Jika kita perhatikan tujuan filosofis Hari Raya Nyepi, tetap mengandung arti dan makna yang relevan dengan tuntutan masa kini dan masa yang akan datang. Melestarikan alam sebagai tujuan utama upacara Tawur Kesanga tentunya merupakan tuntutan hidup masa kini dan yang akan datang. Bhuta Yajña (Tawur Kesanga) mempunyai arti dan makna untuk memotivasi umat Hindu secara ritual dan spiritual agar alam senantiasa menjadi sumber kehidupan.
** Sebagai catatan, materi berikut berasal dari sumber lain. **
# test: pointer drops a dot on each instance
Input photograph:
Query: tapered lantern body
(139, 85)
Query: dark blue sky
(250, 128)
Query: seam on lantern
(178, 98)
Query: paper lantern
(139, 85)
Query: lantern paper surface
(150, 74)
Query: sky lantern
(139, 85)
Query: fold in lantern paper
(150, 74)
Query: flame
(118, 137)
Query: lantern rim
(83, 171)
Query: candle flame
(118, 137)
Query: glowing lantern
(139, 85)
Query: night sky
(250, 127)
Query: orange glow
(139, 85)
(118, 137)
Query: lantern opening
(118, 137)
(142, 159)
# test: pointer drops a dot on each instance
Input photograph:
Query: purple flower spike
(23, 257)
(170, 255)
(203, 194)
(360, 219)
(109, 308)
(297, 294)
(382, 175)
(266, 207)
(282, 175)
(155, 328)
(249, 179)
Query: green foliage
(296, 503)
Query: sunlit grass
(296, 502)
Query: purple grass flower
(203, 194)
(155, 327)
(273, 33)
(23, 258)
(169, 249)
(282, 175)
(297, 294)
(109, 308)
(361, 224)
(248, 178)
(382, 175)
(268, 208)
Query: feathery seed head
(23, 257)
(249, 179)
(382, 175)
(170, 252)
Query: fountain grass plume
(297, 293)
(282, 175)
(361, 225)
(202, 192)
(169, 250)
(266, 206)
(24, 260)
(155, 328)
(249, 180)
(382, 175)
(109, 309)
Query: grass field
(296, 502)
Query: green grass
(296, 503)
Tawur Kesanga juga berarti melepaskan sifat-sifat serakah yang melekat pada diri manusia. Pengertian ini dilontarkan mengingat kata “tawur” berarti mengembalikan atau membayar. Sebagaimana kita ketahui, manusia selalu mengambil sumber-sumber alam untuk mempertahankan hidupnya. Perbuatan mengambil akan mengendap dalam jiwa atau dalam karma wasana. Perbuatan mengambil perlu dimbangi dengan perbuatan memberi, yaitu berupa persembahan dengan tulus ikhlas. Mengambil dan memberi perlu selalu dilakukan agar karma wasana dalam jiwa menjadi seimbang. Ini berarti Tawur Kesanga bermakna memotivasi ke-seimbangan jiwa. Nilai inilah tampaknya yang perlu ditanamkan dalam merayakan pergantian Tahun Saka.
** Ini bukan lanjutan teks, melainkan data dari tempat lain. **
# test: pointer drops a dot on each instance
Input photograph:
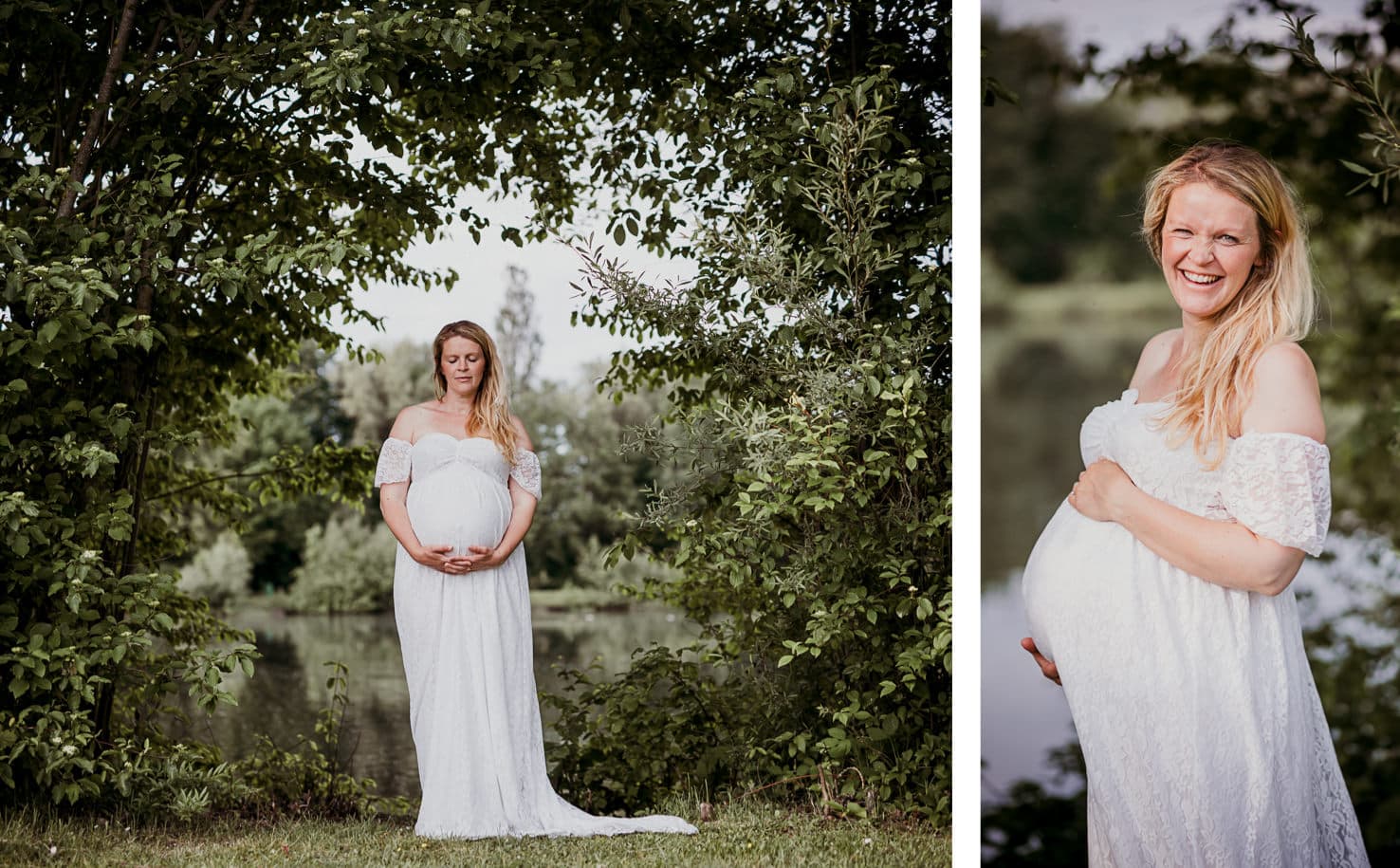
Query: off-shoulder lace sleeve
(1097, 426)
(1277, 486)
(526, 472)
(395, 462)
Menyimak sejarah lahirnya, dari merayakan Tahun Saka kita memperoleh suatu nilai kesadaran dan toleransi yang selalu dibutuhkan umat manusia di dunia ini, baik sekarang maupun pada masa yang akan datang. Umat Hindu dalam zaman modern sekarang ini adalah seperti berenang di lautan perbedaan. Persamaan dan perbedaan merupakan kodrat. Persamaan dan perbedaan pada zaman modern ini tampak semakin eksis dan bukan merupakan sesuatu yang negatif. Persamaan dan perbedaan akan selalu positif apabila manusia dapat memberikan proporsi dengan akal dan budi yang sehat. Brata penyepian adalah untuk umat yang telah mengkhususkan diri dalam bidang kerohanian. Hal ini dimaksudkan agar nilai-nilai Nyepi dapat dijangkau oleh seluruh umat Hindu dalam segala tingkatannya. Karena agama diturunkan ke dunia bukan untuk satu lapisan masyarakat tertentu.

CATUR BRATA PENYEPIAN

Pelaksanaan yang utama dari Nyepi sendiri adalah Brata Penyepian yang telah dirumuskan kembali oleh Parisadha Hindu Dharma Indonesia menjadi Catur Brata Penyepian. Catur Brata Penyepian adalah empat hal yang wajib dilaksanakan pada saat Nyepi untuk meningkatkan kesadaran dan control terhadap indriya. Inilah bagian-bagiannya…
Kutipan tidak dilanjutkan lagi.